Il tecnico dell’Inter Cristian Chivu ha analizzato ai microfoni di DAZN la sconfitta nel derby contro il Milan, deciso dal gol di Pulisic e dal rigore fallito da Calhanoglu, neutralizzato da Maignan. L’allenatore nerazzurro si è concentrato soprattutto sulla prestazione e sull’atteggiamento della squadra.

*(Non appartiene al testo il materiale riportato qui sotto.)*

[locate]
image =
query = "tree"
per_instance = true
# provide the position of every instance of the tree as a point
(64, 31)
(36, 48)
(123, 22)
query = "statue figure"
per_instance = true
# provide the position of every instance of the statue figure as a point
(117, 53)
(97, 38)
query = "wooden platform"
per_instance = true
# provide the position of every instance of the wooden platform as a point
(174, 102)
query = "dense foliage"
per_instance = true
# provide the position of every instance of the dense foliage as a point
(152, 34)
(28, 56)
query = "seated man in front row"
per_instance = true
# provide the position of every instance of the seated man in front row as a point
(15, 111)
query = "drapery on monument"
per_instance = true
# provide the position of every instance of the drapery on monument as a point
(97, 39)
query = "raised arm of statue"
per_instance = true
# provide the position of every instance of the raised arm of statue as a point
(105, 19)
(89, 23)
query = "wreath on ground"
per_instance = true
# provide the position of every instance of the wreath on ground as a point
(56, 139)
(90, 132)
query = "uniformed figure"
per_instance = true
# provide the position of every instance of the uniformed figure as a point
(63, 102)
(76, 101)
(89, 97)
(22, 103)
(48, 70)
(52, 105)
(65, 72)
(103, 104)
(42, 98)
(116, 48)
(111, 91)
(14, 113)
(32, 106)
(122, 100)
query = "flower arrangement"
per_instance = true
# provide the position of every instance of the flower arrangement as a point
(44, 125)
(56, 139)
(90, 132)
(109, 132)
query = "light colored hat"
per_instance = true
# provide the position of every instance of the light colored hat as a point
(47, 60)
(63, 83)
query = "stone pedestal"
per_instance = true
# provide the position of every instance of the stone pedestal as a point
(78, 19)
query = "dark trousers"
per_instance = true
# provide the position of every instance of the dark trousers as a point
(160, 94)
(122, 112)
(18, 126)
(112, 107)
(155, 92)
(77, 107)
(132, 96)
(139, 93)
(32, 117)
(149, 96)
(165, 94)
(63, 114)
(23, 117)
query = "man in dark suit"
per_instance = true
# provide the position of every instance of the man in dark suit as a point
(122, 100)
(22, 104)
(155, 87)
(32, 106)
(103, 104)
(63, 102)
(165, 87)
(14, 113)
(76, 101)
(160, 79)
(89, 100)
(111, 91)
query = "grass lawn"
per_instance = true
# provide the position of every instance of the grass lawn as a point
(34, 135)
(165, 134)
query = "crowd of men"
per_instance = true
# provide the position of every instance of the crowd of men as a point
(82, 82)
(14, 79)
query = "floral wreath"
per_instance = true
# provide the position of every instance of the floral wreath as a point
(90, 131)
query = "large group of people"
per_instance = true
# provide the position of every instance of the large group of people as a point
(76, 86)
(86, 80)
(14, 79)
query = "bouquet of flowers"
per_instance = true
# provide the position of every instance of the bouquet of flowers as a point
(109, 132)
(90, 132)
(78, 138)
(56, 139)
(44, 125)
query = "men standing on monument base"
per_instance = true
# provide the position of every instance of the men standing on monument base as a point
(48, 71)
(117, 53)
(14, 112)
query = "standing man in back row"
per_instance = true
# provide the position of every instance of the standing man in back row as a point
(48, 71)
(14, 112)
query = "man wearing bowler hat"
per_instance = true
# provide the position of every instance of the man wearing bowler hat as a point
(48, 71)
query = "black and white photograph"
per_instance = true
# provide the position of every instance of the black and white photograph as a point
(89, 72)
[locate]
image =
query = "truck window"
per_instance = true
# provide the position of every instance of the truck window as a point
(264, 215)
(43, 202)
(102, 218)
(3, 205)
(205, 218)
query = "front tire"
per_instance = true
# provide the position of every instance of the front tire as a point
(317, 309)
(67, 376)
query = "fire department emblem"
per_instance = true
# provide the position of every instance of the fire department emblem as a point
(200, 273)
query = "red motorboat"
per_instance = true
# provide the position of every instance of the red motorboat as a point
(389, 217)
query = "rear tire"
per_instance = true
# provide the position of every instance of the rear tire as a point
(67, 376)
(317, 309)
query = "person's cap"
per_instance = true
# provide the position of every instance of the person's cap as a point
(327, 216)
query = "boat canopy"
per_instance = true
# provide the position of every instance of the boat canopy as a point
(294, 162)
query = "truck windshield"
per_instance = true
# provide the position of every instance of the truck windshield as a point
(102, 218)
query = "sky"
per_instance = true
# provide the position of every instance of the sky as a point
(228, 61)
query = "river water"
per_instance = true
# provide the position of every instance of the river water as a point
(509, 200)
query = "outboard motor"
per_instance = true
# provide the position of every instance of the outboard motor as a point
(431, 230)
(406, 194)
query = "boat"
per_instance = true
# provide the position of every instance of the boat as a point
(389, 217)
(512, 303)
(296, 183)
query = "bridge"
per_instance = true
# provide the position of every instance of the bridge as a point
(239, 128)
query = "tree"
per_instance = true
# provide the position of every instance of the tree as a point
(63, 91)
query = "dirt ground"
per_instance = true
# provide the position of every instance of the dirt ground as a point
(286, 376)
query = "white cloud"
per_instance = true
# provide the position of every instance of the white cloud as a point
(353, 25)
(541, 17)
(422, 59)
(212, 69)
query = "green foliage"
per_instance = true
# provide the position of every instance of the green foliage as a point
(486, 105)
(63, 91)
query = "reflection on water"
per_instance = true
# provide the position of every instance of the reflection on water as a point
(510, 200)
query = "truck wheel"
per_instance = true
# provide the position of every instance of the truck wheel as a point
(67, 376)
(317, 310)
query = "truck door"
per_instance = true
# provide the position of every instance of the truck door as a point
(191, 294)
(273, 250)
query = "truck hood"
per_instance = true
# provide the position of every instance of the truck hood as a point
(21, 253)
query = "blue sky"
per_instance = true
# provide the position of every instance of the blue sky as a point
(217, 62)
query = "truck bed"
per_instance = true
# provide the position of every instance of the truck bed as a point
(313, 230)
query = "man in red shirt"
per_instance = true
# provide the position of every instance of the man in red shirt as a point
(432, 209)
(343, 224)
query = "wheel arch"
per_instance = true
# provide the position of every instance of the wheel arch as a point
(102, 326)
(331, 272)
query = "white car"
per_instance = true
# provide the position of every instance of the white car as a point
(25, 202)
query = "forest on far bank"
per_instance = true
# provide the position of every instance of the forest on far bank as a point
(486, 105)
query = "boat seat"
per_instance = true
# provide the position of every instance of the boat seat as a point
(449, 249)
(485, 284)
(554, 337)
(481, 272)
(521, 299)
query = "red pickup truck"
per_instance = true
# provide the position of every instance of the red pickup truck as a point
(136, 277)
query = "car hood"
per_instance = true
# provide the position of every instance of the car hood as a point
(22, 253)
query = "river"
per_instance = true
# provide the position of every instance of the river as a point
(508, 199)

“Non c’è solo quello che abbiamo creato, c’è la prestazione, l’attenzione. Non abbiamo concesso ripartenze, sapendo che i loro due attaccanti potevano metterci in difficoltà. L’unica volta in cui abbiamo cercato il lancio lungo abbiamo perso palla e preso gol. Il calcio è così. Mi tengo la buona prova dei ragazzi: hanno continuato a provarci malgrado la delusione e sono stati bravi a gestire la frustrazione. Questo è lo spirito che voglio vedere sempre. Certo, quattro sconfitte in dodici giornate sono tante, ma la classifica è corta: siamo ancora lì. Adesso dobbiamo essere bravi a non farci condizionare da una sconfitta del genere”.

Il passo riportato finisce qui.